Hace casi 20 años, mis padres decidieron mudarse de casa. Dejar el piso en el centro de la ciudad, y cambiarlo por una vivienda unifamiliar en las afueras. Y entre vender o alquilar el piso, se decidieron por lo segundo. Así que dicho y hecho, pusieron anuncios y consiguieron alquilarlo a unos estudiantes a principio de curso.
Pasaron los meses, llegó el verano, y los inquilinos dejaron el piso. Entonces, nos acercamos a «poner orden» de cara a buscar a los siguientes inquilinos. Recuerdo la expresión casi horrorizada de mi madre: «¡ay cómo me han dejado la cocina! ¡pero mira cómo está el parquet! ¡y las paredes, cómo están las paredes!»

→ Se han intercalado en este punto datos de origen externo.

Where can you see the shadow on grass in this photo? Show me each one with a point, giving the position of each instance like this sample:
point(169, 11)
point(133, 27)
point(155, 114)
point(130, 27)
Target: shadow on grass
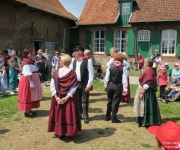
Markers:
point(97, 94)
point(98, 100)
point(95, 110)
point(127, 104)
point(91, 134)
point(3, 131)
point(175, 119)
point(46, 98)
point(102, 117)
point(41, 113)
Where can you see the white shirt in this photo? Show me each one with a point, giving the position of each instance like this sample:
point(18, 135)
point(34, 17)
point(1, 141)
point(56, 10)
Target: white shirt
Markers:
point(90, 70)
point(10, 50)
point(124, 78)
point(28, 69)
point(62, 72)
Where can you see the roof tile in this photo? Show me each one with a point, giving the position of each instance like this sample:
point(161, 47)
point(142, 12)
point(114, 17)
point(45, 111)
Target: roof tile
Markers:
point(50, 6)
point(99, 12)
point(156, 10)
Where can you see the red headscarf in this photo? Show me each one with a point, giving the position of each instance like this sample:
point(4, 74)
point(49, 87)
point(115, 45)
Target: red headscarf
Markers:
point(149, 77)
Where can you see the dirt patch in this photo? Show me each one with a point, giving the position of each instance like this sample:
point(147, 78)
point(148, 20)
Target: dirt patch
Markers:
point(22, 133)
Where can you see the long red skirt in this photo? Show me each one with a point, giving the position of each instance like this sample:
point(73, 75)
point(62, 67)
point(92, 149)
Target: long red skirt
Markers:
point(128, 96)
point(29, 98)
point(64, 118)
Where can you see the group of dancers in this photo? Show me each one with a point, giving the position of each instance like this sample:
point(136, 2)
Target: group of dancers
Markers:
point(70, 89)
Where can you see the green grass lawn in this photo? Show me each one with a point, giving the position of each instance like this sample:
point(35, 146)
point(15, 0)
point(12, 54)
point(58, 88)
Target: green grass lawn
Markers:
point(8, 105)
point(134, 73)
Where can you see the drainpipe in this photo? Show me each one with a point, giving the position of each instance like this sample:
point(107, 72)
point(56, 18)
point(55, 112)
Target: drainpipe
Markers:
point(64, 36)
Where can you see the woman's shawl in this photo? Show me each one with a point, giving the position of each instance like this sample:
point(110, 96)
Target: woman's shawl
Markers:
point(149, 77)
point(138, 104)
point(27, 61)
point(65, 83)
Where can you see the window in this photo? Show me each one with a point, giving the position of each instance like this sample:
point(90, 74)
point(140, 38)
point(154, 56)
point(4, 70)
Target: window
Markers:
point(126, 7)
point(99, 41)
point(120, 41)
point(144, 35)
point(169, 41)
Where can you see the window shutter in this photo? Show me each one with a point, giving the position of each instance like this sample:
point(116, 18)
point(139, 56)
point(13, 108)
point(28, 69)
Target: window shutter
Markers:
point(130, 42)
point(178, 43)
point(156, 37)
point(89, 40)
point(109, 37)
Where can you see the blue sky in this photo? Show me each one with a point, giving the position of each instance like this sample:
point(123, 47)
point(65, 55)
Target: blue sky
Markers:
point(75, 7)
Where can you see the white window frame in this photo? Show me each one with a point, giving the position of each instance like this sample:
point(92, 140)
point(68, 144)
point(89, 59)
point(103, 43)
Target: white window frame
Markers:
point(119, 48)
point(126, 8)
point(168, 43)
point(144, 36)
point(98, 49)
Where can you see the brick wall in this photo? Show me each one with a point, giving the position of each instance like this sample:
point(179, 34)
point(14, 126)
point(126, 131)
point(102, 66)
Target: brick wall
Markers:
point(103, 58)
point(20, 26)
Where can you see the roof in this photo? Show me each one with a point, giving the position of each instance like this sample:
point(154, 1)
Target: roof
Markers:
point(156, 10)
point(99, 12)
point(50, 6)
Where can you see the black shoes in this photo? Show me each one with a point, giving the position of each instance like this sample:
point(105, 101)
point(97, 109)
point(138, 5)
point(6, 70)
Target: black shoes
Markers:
point(30, 114)
point(86, 120)
point(107, 118)
point(116, 121)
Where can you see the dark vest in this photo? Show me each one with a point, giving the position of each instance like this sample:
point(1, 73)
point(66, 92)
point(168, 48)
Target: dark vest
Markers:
point(116, 74)
point(83, 70)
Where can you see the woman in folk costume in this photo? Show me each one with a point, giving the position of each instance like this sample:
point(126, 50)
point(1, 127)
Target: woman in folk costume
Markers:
point(127, 97)
point(64, 117)
point(30, 92)
point(147, 113)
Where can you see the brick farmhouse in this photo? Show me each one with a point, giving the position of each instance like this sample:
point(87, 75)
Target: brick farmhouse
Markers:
point(132, 26)
point(35, 24)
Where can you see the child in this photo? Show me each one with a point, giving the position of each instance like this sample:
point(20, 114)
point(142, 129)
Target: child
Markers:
point(3, 80)
point(163, 81)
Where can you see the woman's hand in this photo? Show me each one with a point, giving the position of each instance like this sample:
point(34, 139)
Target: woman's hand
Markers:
point(141, 96)
point(58, 100)
point(64, 99)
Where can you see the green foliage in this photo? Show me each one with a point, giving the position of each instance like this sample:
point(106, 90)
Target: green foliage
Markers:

Mi madre miraba el piso todavía con ojos de «usuaria». Era «su» piso, y lo estaba inspeccionando con los estándares de quien había pasado diez años construyendo y cuidando un hogar. Obviamente, unos estándares completamente diferentes a los de unos estudiantes que viven allí durante unos meses.
«Mamá, olvídate; este piso ya no es tuyo», le dije. «Ahora es un piso de alquiler; no puedes esperar que quienes lo ocupen lo vayan a cuidar como lo has cuidado tú. Si acaso en el futuro decidís volver a vivir aquí, tendréis que hacer borrón y cuenta nueva, meter dinero para volver a ponerlo a vuestro gusto, y empezar de cero. Mientras tanto, más te vale cambiar de mentalidad porque si no vas a sufrir innecesariamente».
Estas semanas me ha venido esta anécdota a la cabeza en varias ocasiones. Como sabéis, estoy de transición. Los planteamientos y proyectos a los que he venido dando forma durante cuatro años van pasando a estar en otras manos; algunos ni siquiera eso, se van quedando sin nadie que les dé continuidad. Así, vas viendo cómo se añaden matices diferentes a los que tú planteabas, cosas que «yo no haría así», prioridades distintas. Y mientras tú lo ves, y sientes la necesidad de decir «no, ¿pero qué hacéis? ¡Eso no es así!». Creo que he caído en ese error un par de veces, pero en otros momentos he sabido darme cuenta: yo ya no tengo nada que decir. Ya no es mi proyecto. Para bien o para mal, ese proyecto pasa a otras manos que tendrán que darle su personalidad. Es posible que algunas cosas se hagan mejor, y es posible que otras se hagan peor; incluso es posible que en otras manos el proyecto se muera.
Pero debo asumir que yo ya no pinto nada. Igual que le dije a mi madre en su día que «este piso ya no es tuyo», esos proyectos ya no son míos. Son otros quienes «viven» en esa casa, quienes la van a hacer suya, quienes la van a cuidar. O no. No es asunto mío. Y cuanto antes lo asuma, mejor.